Uraian-uraian selanjutnya sejajar dengan Wirid Hidayat Jati. Inilah hakekatnya dari pada Roh dan Hati Surga dan Neraka :

1. HATI PU’AT : ialah jantung, pintunya di puser, rohnya disebut Rohullah; Surganya dinamakan Jannatul Na’iem, maksudnya lebih nikmat, buktinya tidur pulas. Nerakanya Jahanam, artinya lebih panas, buktinya lapar dan sakit perut!

2. HATI MUZARAT : YAITU Syulbi, pintunya di zakar, rohnya Roh Qudus, Surganya Jannatul Adnin, maksudnya lebih elok, buktinya keluar mani, Nerakanya Zakinn, artinya lebih dingin, buktinya waktu mandi zinabat, atau kencing!

3. HATI TAWAJUH : yaitu perut, pintunya di anus (zubur), rohnya Roh Syirikul’alam, Surganya Jannatul Thawwab, maksudnya puas, buktinya kentut dan berak; Nerakanya disebut Wailun maksudnya lebih sakit, buktinya waktu sakit berak dan berak darah!

4. HATI SALIM : yaitu ginjal, pintunya di hidung, nafsunya Mutmainah; warnanya putih, kerjanya mencium, membau, rohnya Roh Ruhkani;  Surganya Jannatul  Firdaus, artinya lebih lama, buktinya keluar masuhnya nafas; Nerakanya disebut Asfala’safilien, maksudnya sesak nafas, tandanya sakit mengi (sesak nafas)!

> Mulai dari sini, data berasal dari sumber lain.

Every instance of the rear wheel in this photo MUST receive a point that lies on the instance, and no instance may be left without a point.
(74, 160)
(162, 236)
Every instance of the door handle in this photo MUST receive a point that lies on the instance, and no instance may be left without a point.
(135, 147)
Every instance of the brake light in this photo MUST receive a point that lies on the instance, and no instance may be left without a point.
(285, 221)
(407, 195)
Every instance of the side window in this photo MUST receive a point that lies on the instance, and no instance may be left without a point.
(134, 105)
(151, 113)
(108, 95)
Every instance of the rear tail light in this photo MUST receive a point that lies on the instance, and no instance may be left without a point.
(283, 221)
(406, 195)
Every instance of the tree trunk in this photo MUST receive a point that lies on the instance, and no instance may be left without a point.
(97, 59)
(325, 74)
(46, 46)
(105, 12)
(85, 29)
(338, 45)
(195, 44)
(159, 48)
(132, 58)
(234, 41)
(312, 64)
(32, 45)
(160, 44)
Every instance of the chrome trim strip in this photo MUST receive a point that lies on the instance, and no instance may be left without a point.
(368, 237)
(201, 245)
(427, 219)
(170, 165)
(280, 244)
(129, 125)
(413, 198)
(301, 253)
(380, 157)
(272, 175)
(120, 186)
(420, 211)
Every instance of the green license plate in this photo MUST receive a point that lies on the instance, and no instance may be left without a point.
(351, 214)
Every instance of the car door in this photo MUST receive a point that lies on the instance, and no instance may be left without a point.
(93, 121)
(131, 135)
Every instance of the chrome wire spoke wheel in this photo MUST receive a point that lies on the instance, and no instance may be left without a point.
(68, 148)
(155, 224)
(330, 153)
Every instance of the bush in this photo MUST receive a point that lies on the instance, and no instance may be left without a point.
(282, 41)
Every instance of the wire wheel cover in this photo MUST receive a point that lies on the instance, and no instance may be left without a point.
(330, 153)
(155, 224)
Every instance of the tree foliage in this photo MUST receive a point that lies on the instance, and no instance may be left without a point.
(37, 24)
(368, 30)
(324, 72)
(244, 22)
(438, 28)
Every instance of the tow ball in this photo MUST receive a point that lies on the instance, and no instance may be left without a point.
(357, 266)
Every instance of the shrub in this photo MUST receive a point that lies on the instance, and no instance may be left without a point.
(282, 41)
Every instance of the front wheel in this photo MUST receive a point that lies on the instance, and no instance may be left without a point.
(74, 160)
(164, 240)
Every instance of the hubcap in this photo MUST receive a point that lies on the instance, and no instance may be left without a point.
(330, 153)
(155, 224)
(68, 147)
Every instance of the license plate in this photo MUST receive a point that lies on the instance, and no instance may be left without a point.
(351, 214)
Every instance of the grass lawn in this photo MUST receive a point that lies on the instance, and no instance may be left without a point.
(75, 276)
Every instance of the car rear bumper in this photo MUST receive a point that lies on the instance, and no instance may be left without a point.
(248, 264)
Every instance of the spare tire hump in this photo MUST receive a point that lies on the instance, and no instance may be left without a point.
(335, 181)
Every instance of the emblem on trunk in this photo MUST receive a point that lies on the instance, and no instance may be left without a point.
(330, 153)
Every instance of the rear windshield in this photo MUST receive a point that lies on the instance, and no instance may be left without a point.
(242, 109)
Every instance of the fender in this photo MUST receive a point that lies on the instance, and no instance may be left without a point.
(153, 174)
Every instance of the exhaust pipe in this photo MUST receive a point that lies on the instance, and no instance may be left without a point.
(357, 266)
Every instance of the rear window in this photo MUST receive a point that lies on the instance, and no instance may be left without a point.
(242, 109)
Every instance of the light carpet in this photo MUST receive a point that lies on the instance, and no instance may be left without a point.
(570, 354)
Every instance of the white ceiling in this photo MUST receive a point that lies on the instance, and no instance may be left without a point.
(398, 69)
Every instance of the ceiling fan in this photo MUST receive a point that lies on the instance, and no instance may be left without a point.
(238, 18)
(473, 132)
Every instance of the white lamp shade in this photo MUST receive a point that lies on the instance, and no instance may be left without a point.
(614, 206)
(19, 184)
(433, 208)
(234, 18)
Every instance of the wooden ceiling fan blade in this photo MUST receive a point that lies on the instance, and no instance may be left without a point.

5. HATI SANUBARI : yaitu limpa, pintunya di mata, nafsunya Sufiyah, warnanya kuning, pekernya melihat, rohnya Roh Rabani; Surganya Jannatul Syamsi, artinya lebih terang, buktinya mengetahui segala yang ada; Nerakanya Syahhir, artinya gelap, nyatanya sakit lamur atau buta!

6. HATI MAKNAWI : yaitu empedu, pintunya di telinga, nafsunya Amarah, warnanya merah,  rohnya Roh …. (?); Surganya Jannatul Ma’oti, artinya lebih elok, buktinya perpaduannya suara; Nerakanya Laliem, maksudnya pepet, nyatanya sakit telinga atau tuli!

7. HATI SAWADI : yaitu usus, pintunya mulut, nafsunya Aluamah, rupanya hitam, pekertinga bicara, rohnya Roh Ilafi, Surganya Jannatul Syukhri, artinya lebih suka, nyatanya tertawa; Nerakanya Sukhra, maksudnya risi, nyatanya waktu menangis!

Makna sebenarnya dari Ilmu Kamuksan diatas terletak bulat-bulat pada kesempurnaan badaniah yang mengharuskan kesehatan disamping latihan bathin yang khusus bagi kebatinan! Apakah hanya dengan membaca wirid Ilmu Kamuksan tersebut akan otomatis begitu saja setelah ajal kita sampai, kemudian badan dan jiwa sempurna dan lenyap? Syukurlah kalau wirid diatas tanpa dipelajari dan tanpa syarat-syarat apapun dapat menyempurnakan pati dan hidup kita! Kalau jawabannya “belum” percumalah, walaupun bagaimana keampuhan wirid-wirid tersebut tetap tidak akan dapat menolong! Sesuai falsafah Jawa, asal kita dapat melatih Semedi pada jam-jam tertentu dengan melatih juga “mengembalikan” kondisi aslinya indriya-indriya tersebut misalkan : kembalikan suara, artinya melatih tidak mendengar sesuatu, kembalikan bau artinya hidung berhenti dulu tidak membau dan sebagainya; bukan berarti seperti zaman yang sudah-sudah kita diharuskan mengembalikan “suara kepada yang punya suara”, dalam pemikiran timbul gugatan “Siapa yang punya suara”?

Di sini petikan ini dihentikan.